Hester, sin embargo, tenía la impresión de que su marido no disfrutaba de sus paseos. Solía regresar con mirada lúgubre y resentida, como si sus pensamientos no fueran una compañía agradable. Lo acosaban ideas por las que no exactamente quería ser acosado, ideas que lo llevaban más lejos de lo que quería ir y que no lo predisponían a compartir su tiempo con lady Walderhurst. Eran esas ideas las que lo guiaban en sus largas cabalgadas y fue una de ellas la que una mañana le impulsó, al pasar por unas piedras amontonadas en las obras del camino, a espolear a Faustina y golpearla con la fusta. Atónito, el joven animal se apartó de un salto, levantando las cuatro patas del suelo. No comprendía, y para un caballo, lo que no comprende es signo de alarma. Se quedó más perplejo aún y también se asustó más cuando, al pasar por otro montón de piedras, Osborn lo espoleó de nuevo. ¿Qué significaban aquellos pinchazos? ¿Debía sortear las piedras, saltar al verlas, qué tenía que hacer? Ladeó la cabeza delicadamente y resopló. El camino estaba a cierta distancia de Palstrey y era poco frecuentado. No se veía a nadie. Osborn se aseguró de que, en efecto, nadie los miraba. Ante él se extendía un largo trecho jalonado de montones de piedras a intervalos regulares. Había tomado un whisky con soda en la última posada que había encontrado, pero se le había subido a la cabeza; más bien estaba furioso.
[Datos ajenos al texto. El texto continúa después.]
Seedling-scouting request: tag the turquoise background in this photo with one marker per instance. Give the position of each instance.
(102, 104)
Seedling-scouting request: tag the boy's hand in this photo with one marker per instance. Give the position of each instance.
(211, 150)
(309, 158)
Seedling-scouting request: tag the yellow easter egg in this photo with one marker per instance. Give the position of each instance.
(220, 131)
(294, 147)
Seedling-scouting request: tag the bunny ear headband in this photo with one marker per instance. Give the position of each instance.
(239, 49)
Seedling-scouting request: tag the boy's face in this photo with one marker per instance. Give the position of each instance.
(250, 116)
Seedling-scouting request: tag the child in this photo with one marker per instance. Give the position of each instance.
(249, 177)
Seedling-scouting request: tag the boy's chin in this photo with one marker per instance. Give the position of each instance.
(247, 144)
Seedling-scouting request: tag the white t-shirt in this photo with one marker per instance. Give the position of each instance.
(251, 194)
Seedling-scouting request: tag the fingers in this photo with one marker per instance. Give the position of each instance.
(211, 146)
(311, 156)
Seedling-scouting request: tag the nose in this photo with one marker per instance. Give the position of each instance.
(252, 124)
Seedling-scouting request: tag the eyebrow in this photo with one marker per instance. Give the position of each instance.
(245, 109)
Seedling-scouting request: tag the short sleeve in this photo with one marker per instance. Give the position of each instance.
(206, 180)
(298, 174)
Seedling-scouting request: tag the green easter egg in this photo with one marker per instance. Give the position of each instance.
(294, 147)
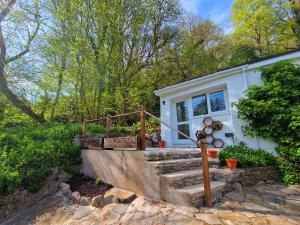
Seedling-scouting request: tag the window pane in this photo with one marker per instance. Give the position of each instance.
(182, 111)
(199, 105)
(184, 128)
(217, 101)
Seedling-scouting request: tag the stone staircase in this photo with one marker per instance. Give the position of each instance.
(181, 179)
Espoleó a la yegua otra vez, con la intención de hacer algunos experimentos.
—Alec está decidido a que Faustina no te dé un disgusto —le dijo Hester a Emily—. La saca todos los días.
—Qué amable por su parte —respondió Emily.
Hester advirtió que estaba un poco nerviosa y se preguntó por qué. No había dicho nada de las lecciones de monta. De hecho, parecía menos impaciente, como si hubiera perdido interés. Primero fue Alec quien las pospuso, ahora era ella. Siempre había algún inconveniente.
—Esa yegua es más segura que un lecho de plumas —le dijo Osborn una tarde a la marquesa mientras tomaban el té en el jardín de Palstrey—. Sería bueno que empezara con las lecciones ya si quiere aprender algo antes del regreso de lord Walderhurst. Por cierto, ¿sabe cuándo volverá? ¿Ha tenido noticias suyas?
Emily creía que el regreso se demoraría más tiempo del esperado. Al parecer, era lo normal cuando se trataba de asuntos diplomáticos. Walderhurt estaba molesto, pero no podía hacer nada. Emily parecía cansada y estaba más pálida de lo normal.
—Mañana voy a Londres —dijo—. Podemos empezar las lecciones a mi vuelta.
—¿Está preocupada por algo? —le preguntó Hester cuando se disponía a regresar a la Granja de los Perros.
—No, no —dijo Emily—. Es sólo que…
—¿Es sólo…?
—Desearía… que no estuviera tan lejos.
Hester le dirigió una mirada pensativa. A Emily le temblaban ligeramente las mejillas.
—Jamás había visto a una mujer tan prendada de un hombre —dijo la señora Osborn.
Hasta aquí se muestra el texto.